On Fri, 2015-01-30 at 14:56 +0100, Florian Weimer wrote:
> On 12/15/2014 11:38 AM, Torvald Riegel wrote:
> > On Mon, 2014-12-15 at 09:52 +0100, Florian Weimer wrote:
> >> On 12/12/2014 05:17 PM, OndÅej BÃlka wrote:
> >>> On Fri, Dec 12, 2014 at 10:50:19AM +0100, Florian Weimer wrote:
> >>>> On 12/11/2014 03:11 PM, OndÅej BÃlka wrote:
> >>>>
> >>>>> Yes, I wrote that from head so I forgot volatile/asm barrier. One could
> >>>>> add requirement like needs to be compiled by gcc4-6+ instead pure C as
> >>>>> just using signals is not part of C standard.
> >>>>
> >>>> GCC emulates atomics with locks on some platforms, or some lock-free
> >>>> instruction sequences may not be reentrant.  This begins to look
> >>>> like a can of worms, unfortunately.
> >>>>
> >>> It uses only thread local variable. If they are not reentrant its
> >>> gigantic hole, you could not for example use sigaction as it could
> >>> set errno which is thread local variable.
> >>
> >> Sorry, what I'm trying to say is that atomics are not specified as 
> >> async-signal-safe
> > 
> > That's not correct in general.  My TLDR reply would be that all atomic
> > operations that claim to be lock-free are also async-signal-safe (see
> > GCC's __atomic_always_lock_free and the related C11/C++11 functions).  
> 
> That's not what C11 says.  I have reviewed this area of the standard
> several times, and I do believe it's unspecified in the sense that the
> standard intends to say something about it, but doesn't actually do so.
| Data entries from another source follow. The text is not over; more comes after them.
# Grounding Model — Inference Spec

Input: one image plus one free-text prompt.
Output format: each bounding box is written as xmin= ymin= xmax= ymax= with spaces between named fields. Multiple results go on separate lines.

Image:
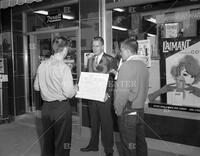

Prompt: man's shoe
xmin=106 ymin=153 xmax=113 ymax=156
xmin=80 ymin=146 xmax=99 ymax=152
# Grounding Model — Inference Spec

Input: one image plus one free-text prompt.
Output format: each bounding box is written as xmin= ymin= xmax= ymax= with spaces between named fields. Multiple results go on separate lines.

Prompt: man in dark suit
xmin=81 ymin=37 xmax=117 ymax=156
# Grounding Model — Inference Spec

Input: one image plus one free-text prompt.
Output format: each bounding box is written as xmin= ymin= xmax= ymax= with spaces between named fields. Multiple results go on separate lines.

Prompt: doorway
xmin=27 ymin=27 xmax=81 ymax=116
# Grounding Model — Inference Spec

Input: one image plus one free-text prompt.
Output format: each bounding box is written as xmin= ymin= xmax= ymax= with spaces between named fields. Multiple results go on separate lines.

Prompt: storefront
xmin=0 ymin=0 xmax=200 ymax=155
xmin=103 ymin=0 xmax=200 ymax=155
xmin=0 ymin=0 xmax=103 ymax=125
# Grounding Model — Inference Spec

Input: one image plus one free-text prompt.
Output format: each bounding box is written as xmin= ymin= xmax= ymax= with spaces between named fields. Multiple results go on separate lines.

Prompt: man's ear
xmin=63 ymin=47 xmax=69 ymax=57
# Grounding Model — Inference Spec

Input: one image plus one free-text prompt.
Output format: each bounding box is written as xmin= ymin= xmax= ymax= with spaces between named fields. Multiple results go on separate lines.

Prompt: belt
xmin=45 ymin=99 xmax=69 ymax=103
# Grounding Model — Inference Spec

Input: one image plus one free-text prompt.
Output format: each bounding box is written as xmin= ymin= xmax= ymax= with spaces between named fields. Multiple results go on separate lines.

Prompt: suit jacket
xmin=87 ymin=53 xmax=117 ymax=96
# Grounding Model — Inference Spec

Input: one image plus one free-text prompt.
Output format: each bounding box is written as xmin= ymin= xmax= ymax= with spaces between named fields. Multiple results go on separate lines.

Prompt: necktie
xmin=95 ymin=56 xmax=98 ymax=66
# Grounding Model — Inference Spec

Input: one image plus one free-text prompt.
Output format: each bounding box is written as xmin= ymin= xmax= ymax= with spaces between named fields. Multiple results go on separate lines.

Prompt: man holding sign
xmin=81 ymin=37 xmax=117 ymax=156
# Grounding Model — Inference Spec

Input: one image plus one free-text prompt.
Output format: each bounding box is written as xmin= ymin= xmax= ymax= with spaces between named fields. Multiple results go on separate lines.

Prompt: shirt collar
xmin=97 ymin=52 xmax=104 ymax=63
xmin=126 ymin=55 xmax=147 ymax=64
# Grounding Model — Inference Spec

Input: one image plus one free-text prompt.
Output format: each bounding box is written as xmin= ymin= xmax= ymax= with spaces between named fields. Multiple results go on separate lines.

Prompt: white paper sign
xmin=138 ymin=40 xmax=151 ymax=67
xmin=76 ymin=72 xmax=109 ymax=102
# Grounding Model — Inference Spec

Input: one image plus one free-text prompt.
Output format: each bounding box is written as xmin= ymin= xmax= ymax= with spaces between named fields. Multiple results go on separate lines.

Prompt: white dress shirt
xmin=34 ymin=54 xmax=76 ymax=102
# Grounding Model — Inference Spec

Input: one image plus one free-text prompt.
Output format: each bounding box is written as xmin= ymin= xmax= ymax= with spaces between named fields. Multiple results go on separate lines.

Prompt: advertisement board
xmin=149 ymin=37 xmax=200 ymax=113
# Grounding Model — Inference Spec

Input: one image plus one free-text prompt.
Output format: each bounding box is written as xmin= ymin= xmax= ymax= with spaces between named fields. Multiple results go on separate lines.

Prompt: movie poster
xmin=162 ymin=38 xmax=200 ymax=107
xmin=149 ymin=37 xmax=200 ymax=113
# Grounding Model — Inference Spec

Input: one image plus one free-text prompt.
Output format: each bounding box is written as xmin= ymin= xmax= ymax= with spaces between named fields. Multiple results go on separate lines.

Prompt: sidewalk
xmin=0 ymin=114 xmax=184 ymax=156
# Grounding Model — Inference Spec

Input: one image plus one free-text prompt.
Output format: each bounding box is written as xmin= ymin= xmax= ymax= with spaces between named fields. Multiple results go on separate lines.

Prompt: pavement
xmin=0 ymin=113 xmax=184 ymax=156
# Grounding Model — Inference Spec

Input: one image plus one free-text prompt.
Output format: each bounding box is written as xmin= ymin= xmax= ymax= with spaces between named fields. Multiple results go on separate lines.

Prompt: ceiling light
xmin=113 ymin=8 xmax=125 ymax=12
xmin=112 ymin=25 xmax=128 ymax=31
xmin=146 ymin=17 xmax=156 ymax=24
xmin=34 ymin=10 xmax=48 ymax=15
xmin=63 ymin=14 xmax=74 ymax=20
xmin=147 ymin=33 xmax=156 ymax=37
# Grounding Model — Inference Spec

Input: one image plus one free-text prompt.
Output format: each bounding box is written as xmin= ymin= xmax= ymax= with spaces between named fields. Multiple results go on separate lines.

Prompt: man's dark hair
xmin=93 ymin=36 xmax=104 ymax=45
xmin=121 ymin=38 xmax=138 ymax=54
xmin=53 ymin=36 xmax=72 ymax=53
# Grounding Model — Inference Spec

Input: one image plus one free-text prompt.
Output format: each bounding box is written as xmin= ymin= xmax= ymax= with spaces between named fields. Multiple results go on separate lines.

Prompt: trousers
xmin=42 ymin=100 xmax=72 ymax=156
xmin=89 ymin=98 xmax=114 ymax=153
xmin=118 ymin=109 xmax=147 ymax=156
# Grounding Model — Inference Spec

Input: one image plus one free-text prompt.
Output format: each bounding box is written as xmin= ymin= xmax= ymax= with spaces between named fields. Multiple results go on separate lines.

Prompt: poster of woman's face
xmin=166 ymin=42 xmax=200 ymax=107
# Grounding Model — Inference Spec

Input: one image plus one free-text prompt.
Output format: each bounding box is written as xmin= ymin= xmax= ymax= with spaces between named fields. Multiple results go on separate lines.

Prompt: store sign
xmin=0 ymin=0 xmax=42 ymax=9
xmin=46 ymin=13 xmax=62 ymax=23
xmin=163 ymin=39 xmax=191 ymax=53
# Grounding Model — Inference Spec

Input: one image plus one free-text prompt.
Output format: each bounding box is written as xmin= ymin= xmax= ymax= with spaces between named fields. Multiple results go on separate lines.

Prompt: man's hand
xmin=185 ymin=84 xmax=200 ymax=97
xmin=104 ymin=93 xmax=110 ymax=102
xmin=160 ymin=83 xmax=176 ymax=94
xmin=110 ymin=69 xmax=117 ymax=76
xmin=74 ymin=84 xmax=79 ymax=94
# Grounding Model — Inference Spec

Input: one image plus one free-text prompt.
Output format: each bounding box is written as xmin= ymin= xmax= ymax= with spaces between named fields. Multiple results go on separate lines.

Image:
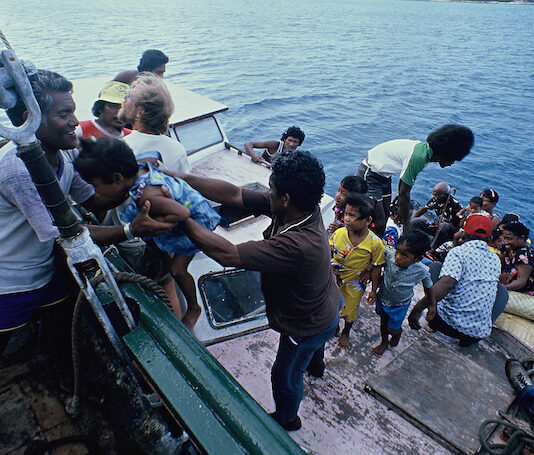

So let me give a more detailed answer :)  First, I agree that C11
doesn't say this specifically.

Nonetheless, if an atomic type claims that operations on it will always
be lock-free, then this means that they are also address-free (I know
that C++11 requires this, but don't have the citation handy; I'm not
100% sure whether C11 states the same, but the intent is for C11 to have
the same model as C++11).

If something is address-free and lock-free, the most likely
implementation is actually one backed by atomic HW instructions -- which
we can expect to be nonblocking/obstruction-free, in practice.  They
should also be reentrant, so overall async-signal-safe.  (I'm saying the
latter because while not specified in the standards, the current state
of discussion in ISO C++ SG1 (including the ISO C liaison person)
indicates that nobody sees an issue with allowing atomic operations in
signal handlers.)
The only other implementation I can think of right now is if you embed a
lock in the atomic type and make sufficient alignment requirements for
this type so that whenever it is mapped somewhere else, both the
internal lock and the actual value of the atomic type will be on the
same page.
Even though locks are blocking synchronization, the C11 implementation
would have to make the atomic type behave as if it would be lock-free.
That can either happen by relying on certain OS scheduler properties
(e.g., a round-robin scheduler and no crashes in the implementation of
the atomic type), or by making the particular lock integrated with the
scheduler (e.g., if on something like greenthreads, when blocked in lock
acquisition yield eventually so that other greenthreads run).
But if we expect signal handlers to run atomics and not violate their
lock-free properties, this implementation would have to guarantee the
same for the scheduling properties of signal handlers, which do suspend
the interrupted thread; thus, in the end, it would have to work in the
reentrant case too.
(Note that the latter case isn't well specified, because this overlaps
with the forward progress requirements the standard makes (which are
underspecified); but I'm working on this, see C++ N4156).